Not true. It has been known since the 1950s (and likely earlier) that Ni oxides can function as water splitting catalysts (both for hydrogen evolution and oxygen evolution half reactions).
So what makes a hydrogen exposed freezing tank better suited for transport and storage than a chemical battery?
And to answer your question, much better energy density by mass.
Some little PDFs about the hurdles of hydrogen from one of my favorite tech writers:
http://www.tinaja.com/glib/resbn88.pdf
http://www.tinaja.com/glib/energfun.pdf
A hydrogen economy might be possible one day, but not until we find a natural H2 source that is as "free" as crude oil. Man made hydrogen will not work on a large scale. Electrolysis is one of the worst ways to make hydrogen, though it does have the highest "gee-whiz!" factor.
If we did have unlimited hydrogen spewing out of the ground people would seriously consider first cracking the H2 into hydrocarbons to make it easier to transport.
(Granted you'd also need to make coal out of co2, which is so much harder. but every little bit helps)
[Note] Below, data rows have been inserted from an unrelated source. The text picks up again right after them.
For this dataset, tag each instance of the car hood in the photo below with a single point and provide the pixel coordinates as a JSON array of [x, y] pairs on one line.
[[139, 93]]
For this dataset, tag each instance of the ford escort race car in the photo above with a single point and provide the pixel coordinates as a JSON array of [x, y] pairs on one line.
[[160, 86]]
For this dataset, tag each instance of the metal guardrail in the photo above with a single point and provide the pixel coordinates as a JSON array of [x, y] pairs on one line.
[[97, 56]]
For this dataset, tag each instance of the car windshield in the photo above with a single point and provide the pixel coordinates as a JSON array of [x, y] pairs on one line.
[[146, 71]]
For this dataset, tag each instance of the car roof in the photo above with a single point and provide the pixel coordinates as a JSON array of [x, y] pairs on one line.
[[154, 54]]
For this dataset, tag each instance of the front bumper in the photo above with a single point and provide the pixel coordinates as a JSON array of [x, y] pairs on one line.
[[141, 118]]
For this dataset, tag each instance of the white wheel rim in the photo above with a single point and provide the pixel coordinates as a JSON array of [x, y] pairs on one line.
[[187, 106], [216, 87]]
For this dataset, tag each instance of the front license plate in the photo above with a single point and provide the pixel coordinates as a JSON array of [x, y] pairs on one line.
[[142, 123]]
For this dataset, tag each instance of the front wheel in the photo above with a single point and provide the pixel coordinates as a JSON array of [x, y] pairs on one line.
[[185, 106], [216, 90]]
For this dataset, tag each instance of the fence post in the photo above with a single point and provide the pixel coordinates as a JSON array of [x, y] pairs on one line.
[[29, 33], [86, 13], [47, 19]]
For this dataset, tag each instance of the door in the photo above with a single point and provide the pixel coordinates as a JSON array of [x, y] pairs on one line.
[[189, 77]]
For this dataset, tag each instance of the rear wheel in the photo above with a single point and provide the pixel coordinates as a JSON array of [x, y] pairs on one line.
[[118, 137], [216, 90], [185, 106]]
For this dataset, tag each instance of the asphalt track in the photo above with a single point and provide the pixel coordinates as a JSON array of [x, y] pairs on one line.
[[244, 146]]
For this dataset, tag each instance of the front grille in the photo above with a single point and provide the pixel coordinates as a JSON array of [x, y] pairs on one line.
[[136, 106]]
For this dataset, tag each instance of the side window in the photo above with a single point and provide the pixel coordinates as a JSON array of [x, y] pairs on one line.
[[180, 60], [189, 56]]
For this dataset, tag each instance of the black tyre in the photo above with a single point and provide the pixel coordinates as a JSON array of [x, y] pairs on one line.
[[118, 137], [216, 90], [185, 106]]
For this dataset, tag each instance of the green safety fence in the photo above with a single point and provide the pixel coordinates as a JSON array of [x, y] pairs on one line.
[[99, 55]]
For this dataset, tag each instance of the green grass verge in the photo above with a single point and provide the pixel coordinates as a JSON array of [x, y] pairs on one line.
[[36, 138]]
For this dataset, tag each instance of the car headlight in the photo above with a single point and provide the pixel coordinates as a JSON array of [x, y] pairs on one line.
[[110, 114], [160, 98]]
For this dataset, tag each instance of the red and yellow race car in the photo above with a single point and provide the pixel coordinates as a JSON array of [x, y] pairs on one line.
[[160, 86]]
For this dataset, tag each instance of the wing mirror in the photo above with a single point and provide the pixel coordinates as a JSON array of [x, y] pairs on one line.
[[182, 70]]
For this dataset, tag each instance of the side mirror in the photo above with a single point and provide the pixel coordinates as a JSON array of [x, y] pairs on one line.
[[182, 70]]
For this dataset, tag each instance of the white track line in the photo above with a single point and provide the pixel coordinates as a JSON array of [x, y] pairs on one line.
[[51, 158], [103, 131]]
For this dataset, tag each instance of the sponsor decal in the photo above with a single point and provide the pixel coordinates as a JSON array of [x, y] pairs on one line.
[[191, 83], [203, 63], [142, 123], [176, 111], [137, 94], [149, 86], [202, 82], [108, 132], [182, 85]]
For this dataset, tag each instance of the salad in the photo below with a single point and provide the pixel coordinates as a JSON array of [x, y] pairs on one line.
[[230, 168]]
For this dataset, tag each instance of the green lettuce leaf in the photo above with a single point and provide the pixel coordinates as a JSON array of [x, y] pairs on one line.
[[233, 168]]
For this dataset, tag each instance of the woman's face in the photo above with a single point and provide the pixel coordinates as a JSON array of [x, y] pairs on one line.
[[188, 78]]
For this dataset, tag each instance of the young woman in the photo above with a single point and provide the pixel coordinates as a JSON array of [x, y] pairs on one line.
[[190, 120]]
http://www.youtube.com/watch?v=H5V0vL3nnHY
Although touted as zero-emissions vehicles, most of the cars will run on hydrogen made from natural gas, a fossil fuel that contributes to global warming. Now scientists at Stanford University have developed a low-cost, emissions-free device that uses an ordinary AAA battery to produce hydrogen by water electrolysis.
You don't agree the juxtaposition gives the impression that the latter alternative won't contribute to global warming?
Edit: just to be clear, I'm not saying the research isn't useful. My issue is with the article.
Please don't be personally rude on Hacker News. This comment would be fine without the first two sentences.
I wish there were a way for users to suggest edits to each other's comments. My bet is that most of us have no idea when our comments include superfluous stuff that could easily be edited out. Suppose there were an easy way to send pull requests on comments. One could look at the diff and, if it improved the signal/noise ratio, simply accept the changes.
HN needs more sober second thought.
We're still interested in whatever might be done to curtail such downhill slides.
Still, as a user, I don't care about voltage. How many kWh of energy does it take to produce n grams of hydrogen with this method, and how does it compare to existing methods.
Give me the highest relevant abstraction related to energy use.